Judgement reviewed by Bhaswati Goldar

Jatinder_Pal_Singh_v_CBI

0

Sending a summons in a picture format over WhatsApp does not amount to overreaching the judicial system: Delhi High Court

The plaintiff sent the photograph of the summon through WhatsApp, hence the Delhi High Court set aside an order that was passed by commercial court that issued a show cause notice of criminal contempt. The following order was passed by Hon’ble Justice Amit Bansal while dealing with a plea that challenged the order of commercial court in the case of ICICI BANK V. RASHMI SHARMA[CM(M) 36/2022.

In the present case, the accused person sent the photograph of the summon to the person who was summoned through WhatsApp, on this subject the commercial court initiated criminal contempt proceedings against the accused. The accused hence filed a writ petition under article 226 impugning the order dated 02.12.2021 that was passed by the district judge at Tis Hazari court for criminal proceedings for sending summons over WhatsApp and in this case the other party had not received any summon from the side of the court even after the plaintiff paying all the required fees. The commercial court on this subject held that this is nothing but “overreaching the judicial system” and said no party can start their own “parallel system”.

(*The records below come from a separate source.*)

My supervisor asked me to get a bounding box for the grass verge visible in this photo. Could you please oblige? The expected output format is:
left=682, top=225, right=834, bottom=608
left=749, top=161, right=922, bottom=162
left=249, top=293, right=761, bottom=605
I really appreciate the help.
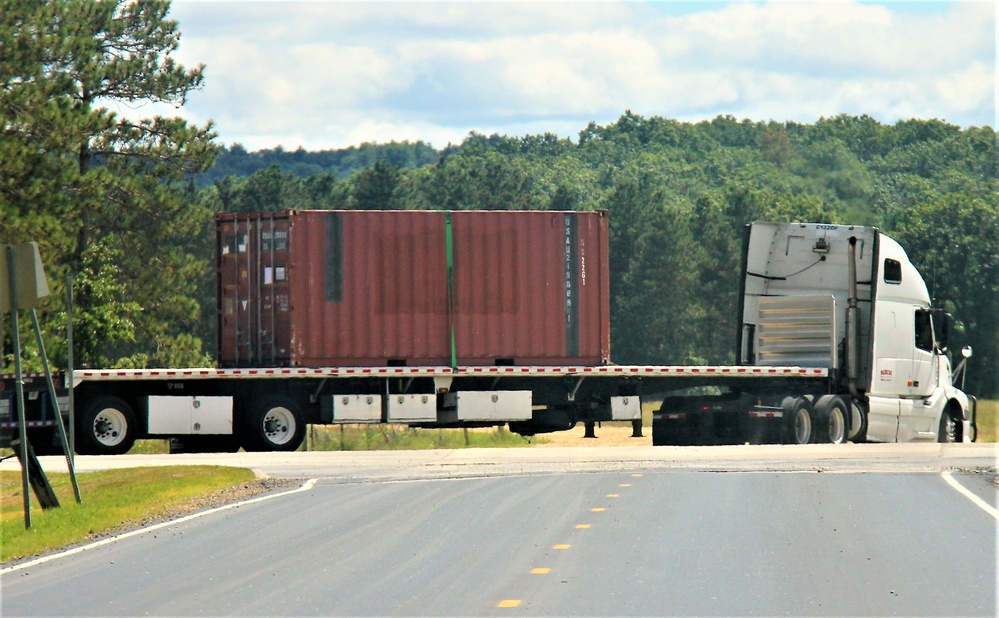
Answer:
left=0, top=466, right=253, bottom=563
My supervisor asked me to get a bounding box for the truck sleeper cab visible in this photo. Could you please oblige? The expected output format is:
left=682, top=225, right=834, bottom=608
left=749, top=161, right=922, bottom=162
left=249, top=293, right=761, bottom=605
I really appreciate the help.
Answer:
left=653, top=222, right=974, bottom=444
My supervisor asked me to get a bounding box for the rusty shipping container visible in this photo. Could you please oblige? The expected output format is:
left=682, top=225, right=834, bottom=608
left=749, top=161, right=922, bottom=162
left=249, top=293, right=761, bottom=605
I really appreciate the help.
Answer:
left=216, top=210, right=610, bottom=367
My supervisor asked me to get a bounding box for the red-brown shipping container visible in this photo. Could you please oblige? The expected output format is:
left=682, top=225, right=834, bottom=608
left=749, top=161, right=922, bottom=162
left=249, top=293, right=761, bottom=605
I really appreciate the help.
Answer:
left=216, top=210, right=610, bottom=367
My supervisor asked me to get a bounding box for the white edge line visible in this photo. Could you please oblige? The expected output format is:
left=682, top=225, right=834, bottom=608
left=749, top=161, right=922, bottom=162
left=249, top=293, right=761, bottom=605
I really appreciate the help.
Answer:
left=940, top=472, right=999, bottom=519
left=0, top=479, right=319, bottom=574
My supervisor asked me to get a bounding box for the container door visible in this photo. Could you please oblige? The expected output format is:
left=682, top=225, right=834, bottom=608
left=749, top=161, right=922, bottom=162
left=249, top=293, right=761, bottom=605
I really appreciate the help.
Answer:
left=218, top=214, right=291, bottom=367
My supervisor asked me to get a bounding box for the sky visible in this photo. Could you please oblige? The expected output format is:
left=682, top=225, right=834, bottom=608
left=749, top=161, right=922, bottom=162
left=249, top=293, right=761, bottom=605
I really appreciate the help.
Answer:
left=135, top=0, right=997, bottom=150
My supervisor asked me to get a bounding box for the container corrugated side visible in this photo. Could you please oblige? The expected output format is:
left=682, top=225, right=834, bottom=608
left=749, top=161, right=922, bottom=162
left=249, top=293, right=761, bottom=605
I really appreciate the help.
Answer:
left=217, top=211, right=610, bottom=366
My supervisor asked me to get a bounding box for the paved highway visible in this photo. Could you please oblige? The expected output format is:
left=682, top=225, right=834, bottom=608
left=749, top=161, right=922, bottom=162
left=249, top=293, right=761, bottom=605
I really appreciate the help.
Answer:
left=0, top=445, right=999, bottom=616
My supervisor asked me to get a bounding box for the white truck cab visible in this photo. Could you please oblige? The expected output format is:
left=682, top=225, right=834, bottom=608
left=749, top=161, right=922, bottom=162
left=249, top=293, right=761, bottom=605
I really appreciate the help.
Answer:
left=867, top=234, right=971, bottom=442
left=740, top=222, right=974, bottom=442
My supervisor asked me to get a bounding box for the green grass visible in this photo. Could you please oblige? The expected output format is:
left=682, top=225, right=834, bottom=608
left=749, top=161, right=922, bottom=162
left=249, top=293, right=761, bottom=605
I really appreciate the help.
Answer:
left=0, top=466, right=253, bottom=562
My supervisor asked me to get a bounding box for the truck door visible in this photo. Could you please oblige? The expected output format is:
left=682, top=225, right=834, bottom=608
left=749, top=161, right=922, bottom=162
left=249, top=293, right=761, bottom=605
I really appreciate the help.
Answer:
left=906, top=309, right=936, bottom=397
left=867, top=301, right=912, bottom=442
left=898, top=307, right=937, bottom=442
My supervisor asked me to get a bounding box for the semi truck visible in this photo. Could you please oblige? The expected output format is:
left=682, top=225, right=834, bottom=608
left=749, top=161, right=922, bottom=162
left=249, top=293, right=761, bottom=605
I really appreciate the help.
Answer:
left=0, top=211, right=976, bottom=454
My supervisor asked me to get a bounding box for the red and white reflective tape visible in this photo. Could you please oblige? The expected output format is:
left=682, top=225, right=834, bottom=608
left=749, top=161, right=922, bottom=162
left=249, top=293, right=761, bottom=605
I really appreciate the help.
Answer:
left=74, top=365, right=829, bottom=383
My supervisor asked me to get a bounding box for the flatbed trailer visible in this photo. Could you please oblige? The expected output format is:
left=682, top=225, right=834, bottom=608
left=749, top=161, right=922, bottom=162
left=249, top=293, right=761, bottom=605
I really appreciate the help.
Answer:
left=0, top=365, right=829, bottom=454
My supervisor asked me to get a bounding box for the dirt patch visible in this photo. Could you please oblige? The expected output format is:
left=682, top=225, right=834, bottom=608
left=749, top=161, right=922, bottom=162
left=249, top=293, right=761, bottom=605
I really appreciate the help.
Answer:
left=87, top=478, right=302, bottom=541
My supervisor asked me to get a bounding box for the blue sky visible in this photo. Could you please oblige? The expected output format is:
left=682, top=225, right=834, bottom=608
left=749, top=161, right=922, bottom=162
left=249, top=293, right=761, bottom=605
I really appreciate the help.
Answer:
left=137, top=0, right=997, bottom=150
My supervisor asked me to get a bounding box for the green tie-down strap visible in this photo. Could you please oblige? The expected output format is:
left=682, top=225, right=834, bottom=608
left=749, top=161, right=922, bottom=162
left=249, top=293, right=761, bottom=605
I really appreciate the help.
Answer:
left=444, top=211, right=458, bottom=369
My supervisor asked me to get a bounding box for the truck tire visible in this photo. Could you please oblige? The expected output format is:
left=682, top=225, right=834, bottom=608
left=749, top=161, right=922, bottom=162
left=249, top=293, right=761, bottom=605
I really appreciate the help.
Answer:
left=239, top=397, right=305, bottom=451
left=76, top=395, right=138, bottom=455
left=781, top=397, right=815, bottom=444
left=814, top=395, right=851, bottom=444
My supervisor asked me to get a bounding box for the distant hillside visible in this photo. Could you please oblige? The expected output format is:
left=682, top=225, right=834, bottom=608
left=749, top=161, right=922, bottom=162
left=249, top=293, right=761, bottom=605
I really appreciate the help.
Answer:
left=196, top=141, right=441, bottom=187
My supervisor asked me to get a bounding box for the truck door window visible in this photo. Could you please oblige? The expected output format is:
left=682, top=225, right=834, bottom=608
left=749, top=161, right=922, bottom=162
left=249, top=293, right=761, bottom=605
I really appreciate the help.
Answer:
left=884, top=259, right=902, bottom=283
left=916, top=309, right=933, bottom=352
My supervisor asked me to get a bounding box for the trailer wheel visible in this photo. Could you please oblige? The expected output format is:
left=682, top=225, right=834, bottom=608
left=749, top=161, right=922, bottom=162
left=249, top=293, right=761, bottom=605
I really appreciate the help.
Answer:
left=814, top=395, right=850, bottom=444
left=937, top=409, right=955, bottom=442
left=781, top=397, right=815, bottom=444
left=240, top=397, right=305, bottom=451
left=76, top=395, right=138, bottom=455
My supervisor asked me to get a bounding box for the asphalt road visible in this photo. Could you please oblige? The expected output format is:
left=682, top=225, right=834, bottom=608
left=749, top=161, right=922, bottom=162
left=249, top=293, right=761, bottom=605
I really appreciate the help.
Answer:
left=0, top=445, right=999, bottom=616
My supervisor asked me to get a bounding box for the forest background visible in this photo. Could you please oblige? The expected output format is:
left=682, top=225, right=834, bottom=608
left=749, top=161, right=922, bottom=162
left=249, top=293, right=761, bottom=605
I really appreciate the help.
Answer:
left=0, top=0, right=999, bottom=397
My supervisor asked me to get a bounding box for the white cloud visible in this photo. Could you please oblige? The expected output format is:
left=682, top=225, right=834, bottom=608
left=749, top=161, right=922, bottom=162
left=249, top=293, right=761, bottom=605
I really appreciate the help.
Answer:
left=158, top=0, right=996, bottom=149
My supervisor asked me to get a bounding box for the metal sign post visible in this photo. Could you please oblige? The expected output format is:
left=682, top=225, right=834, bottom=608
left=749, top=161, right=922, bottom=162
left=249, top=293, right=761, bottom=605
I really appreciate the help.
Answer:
left=0, top=243, right=81, bottom=528
left=0, top=245, right=31, bottom=528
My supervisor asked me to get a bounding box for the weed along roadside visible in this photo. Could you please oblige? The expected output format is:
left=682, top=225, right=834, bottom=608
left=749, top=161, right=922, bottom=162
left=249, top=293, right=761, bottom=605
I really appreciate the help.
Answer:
left=0, top=466, right=264, bottom=565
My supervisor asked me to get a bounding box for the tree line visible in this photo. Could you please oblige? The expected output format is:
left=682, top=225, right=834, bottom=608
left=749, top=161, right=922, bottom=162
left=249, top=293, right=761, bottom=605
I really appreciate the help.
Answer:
left=0, top=0, right=999, bottom=396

Delhi High Court on this matter “In the considered view of this Court, there was no occasion at all for the Commercial Court to issue show cause notice for initiating criminal contempt against the plaintiff. Just because the photograph of the summons was sent by the plaintiff to the defendant through WhatsApp cannot amount to overreaching the judicial system or running a parallel system with the judicial system. The aforesaid observations were completely uncalled for”. The Delhi High Court also gave the reasoning that especially when the plaintiff had paid the fees and taken all the steps for ensuring the summons is also sent through ordinary method such proceedings cannot take place. The court further observedThere is nothing malafide in the same and it cannot be said that that was an attempt to overreach the judicial proceedings. It was not that the plaintiff had sought to send the summons through WhatsApp in substitution of the ordinary service to the defendant” hence setting aside the commercial court order.

Further on the subject of commercial court’s jurisdiction to pass such an order the Delhi High Court observedA subordinate court can only make a reference to the High Court for initiating contempt proceedings. Therefore, the impugned order is clearly in excess of jurisdiction vested with the commercial court” so it also held that the court was not even empowered to pass such orders.

In such cases what we should see is whether the accused tried to stop the administration of justice or not, because if the accused has taken all the required steps to get the summon served and as an additional measure to get the summon served sent a photo of it via WhatsApp then how is the administration of justice being hindered. Further in line with the judgment of Dr. Prodip Kumar Biswas V. Subrata Das and Ors. the Supreme Court also observed that proceedings for criminal contempt can be initiated only when the act prejudices or interferes or tends to interfere with the course of judicial proceeding or administration of justice.